Hey!
In machine learning (ML), there is a balance between applying your expertise and acting as if you know nothing. Expertise can be a powerful tool when deciding what information you should train your ML algorithm with, but it can lead to consequential biases. Your expertise can bias you away from selecting unusual features that could have been very useful. In machine learning, a “feature” is a measurable aspect of your data (ex: age, gender, class, etc.)
For example, consider an expert on the Titanic is attempting to predict which passengers survived using an ML algorithm. The expert may be aware that passengers were segregated by class so they may have selected “class” as a useful feature. However, this expertise may have blinded them to the fact that the single greatest predictor is the person’s gender. Think of the common phrase: “women and children first”.
Machine learning has several techniques that can help mitigate this:
- Avoid data snooping. Your expertise may lead you to manipulate the features so that your algorithm gives you the results you expect (confirmation bias). Create a “test set” to evaluate your algorithm and avoid looking at it too much. If you’ve looked at the test data, then you may think you know what the algorithm should do. If the algorithm doesn’t do what you expect, you might manipulate it until it does. This is a form of confirmation bias.
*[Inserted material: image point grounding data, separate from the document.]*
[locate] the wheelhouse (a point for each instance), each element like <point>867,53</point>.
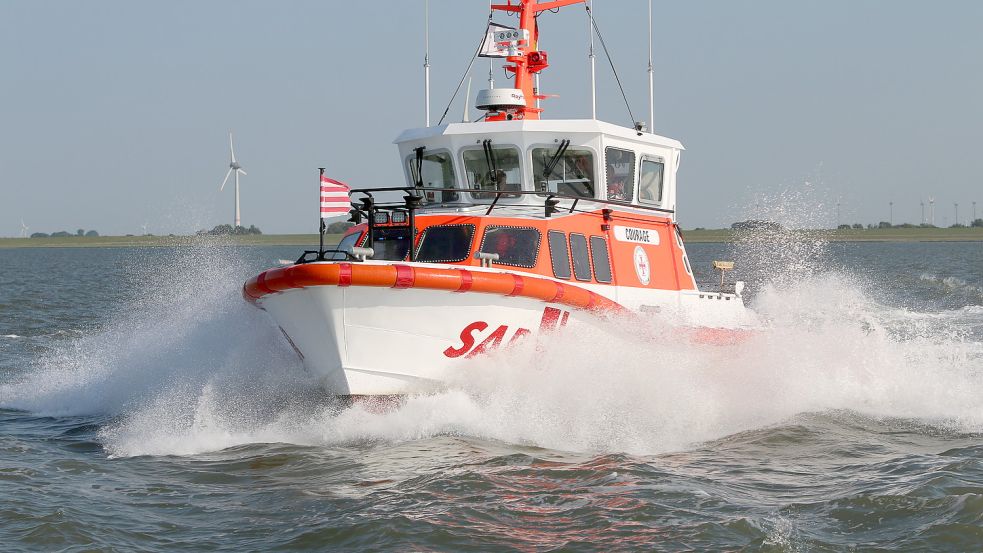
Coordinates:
<point>573,158</point>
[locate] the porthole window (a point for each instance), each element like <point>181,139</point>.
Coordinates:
<point>516,246</point>
<point>650,181</point>
<point>433,170</point>
<point>559,254</point>
<point>568,171</point>
<point>581,258</point>
<point>600,259</point>
<point>619,168</point>
<point>445,243</point>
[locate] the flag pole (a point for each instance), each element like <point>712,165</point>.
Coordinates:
<point>320,218</point>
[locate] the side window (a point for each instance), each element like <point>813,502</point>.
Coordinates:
<point>581,260</point>
<point>561,170</point>
<point>517,246</point>
<point>619,168</point>
<point>492,168</point>
<point>445,243</point>
<point>599,256</point>
<point>560,254</point>
<point>435,170</point>
<point>650,181</point>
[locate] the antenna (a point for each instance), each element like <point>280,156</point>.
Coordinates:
<point>465,118</point>
<point>234,167</point>
<point>651,81</point>
<point>590,56</point>
<point>426,57</point>
<point>491,68</point>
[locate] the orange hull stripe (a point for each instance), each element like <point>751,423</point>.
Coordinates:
<point>426,278</point>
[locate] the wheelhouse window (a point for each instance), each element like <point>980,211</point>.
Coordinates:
<point>650,181</point>
<point>517,246</point>
<point>492,169</point>
<point>434,170</point>
<point>346,245</point>
<point>620,171</point>
<point>581,259</point>
<point>559,254</point>
<point>600,259</point>
<point>391,244</point>
<point>563,170</point>
<point>445,243</point>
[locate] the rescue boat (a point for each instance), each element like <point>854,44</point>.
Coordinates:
<point>507,229</point>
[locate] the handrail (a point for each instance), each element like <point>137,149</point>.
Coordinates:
<point>498,194</point>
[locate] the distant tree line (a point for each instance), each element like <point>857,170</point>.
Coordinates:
<point>338,227</point>
<point>885,224</point>
<point>229,230</point>
<point>63,233</point>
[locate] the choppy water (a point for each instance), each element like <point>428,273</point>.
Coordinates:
<point>145,406</point>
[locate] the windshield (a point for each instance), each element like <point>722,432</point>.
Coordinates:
<point>571,172</point>
<point>437,171</point>
<point>391,244</point>
<point>345,245</point>
<point>493,168</point>
<point>620,169</point>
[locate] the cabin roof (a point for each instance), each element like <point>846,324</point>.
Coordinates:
<point>589,126</point>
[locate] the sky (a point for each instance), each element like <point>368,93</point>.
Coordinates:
<point>115,114</point>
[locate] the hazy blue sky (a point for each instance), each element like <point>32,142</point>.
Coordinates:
<point>113,114</point>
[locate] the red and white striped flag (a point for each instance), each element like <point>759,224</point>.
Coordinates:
<point>334,198</point>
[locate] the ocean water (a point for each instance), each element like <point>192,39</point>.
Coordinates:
<point>145,407</point>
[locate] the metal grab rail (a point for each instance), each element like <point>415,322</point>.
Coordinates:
<point>498,194</point>
<point>414,201</point>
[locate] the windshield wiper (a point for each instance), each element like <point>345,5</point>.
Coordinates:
<point>555,160</point>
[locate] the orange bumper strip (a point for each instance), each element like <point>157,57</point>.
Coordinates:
<point>426,278</point>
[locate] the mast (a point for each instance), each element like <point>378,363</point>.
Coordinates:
<point>426,58</point>
<point>529,61</point>
<point>593,74</point>
<point>651,81</point>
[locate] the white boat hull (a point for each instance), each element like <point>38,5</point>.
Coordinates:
<point>385,341</point>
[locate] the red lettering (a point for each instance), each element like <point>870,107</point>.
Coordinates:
<point>519,333</point>
<point>467,339</point>
<point>491,342</point>
<point>550,317</point>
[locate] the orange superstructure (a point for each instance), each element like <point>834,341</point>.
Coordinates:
<point>506,229</point>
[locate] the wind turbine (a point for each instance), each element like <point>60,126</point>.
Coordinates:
<point>234,167</point>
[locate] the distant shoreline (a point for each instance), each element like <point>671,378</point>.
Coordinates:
<point>968,234</point>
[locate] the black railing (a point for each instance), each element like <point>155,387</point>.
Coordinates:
<point>414,200</point>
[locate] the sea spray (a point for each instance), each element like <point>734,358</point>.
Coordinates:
<point>189,367</point>
<point>636,394</point>
<point>187,326</point>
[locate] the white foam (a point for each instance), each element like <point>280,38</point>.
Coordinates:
<point>830,348</point>
<point>192,369</point>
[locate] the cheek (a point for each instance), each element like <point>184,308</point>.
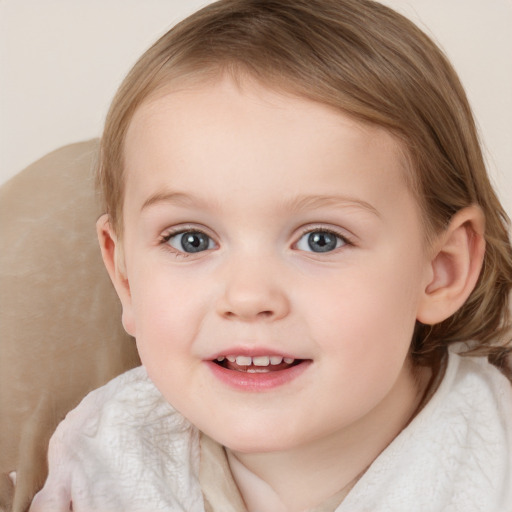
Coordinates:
<point>367,313</point>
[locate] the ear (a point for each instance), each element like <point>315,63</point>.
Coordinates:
<point>113,257</point>
<point>456,262</point>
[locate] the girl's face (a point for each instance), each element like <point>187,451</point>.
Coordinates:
<point>275,265</point>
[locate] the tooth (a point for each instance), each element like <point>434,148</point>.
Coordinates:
<point>261,361</point>
<point>243,360</point>
<point>257,370</point>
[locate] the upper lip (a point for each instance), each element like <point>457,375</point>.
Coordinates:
<point>252,352</point>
- Use algorithms that drop features without your intervention. Lasso regression and decision trees are two algorithms that can ignore features of data that they determine to not be useful.
- Use backward elimination by training a model on all available features, removing a feature that is insignificant, training the model again, removing another feature, training the model again, etc. With this technique, you continue that cycle until removing a feature does not improve the results of your model. Using the model’s performance to select features removes the expert’s biases.
- Use dimensionality reduction. These techniques can help you create new features that represent your data. A feature can be thought of as a dimension on a graph, and by reducing the dimensions these techniques cause only strong features to survive.
In life and in machine learning, we should be careful of our biases!
I hope you found this month’s newsletter thought-provoking.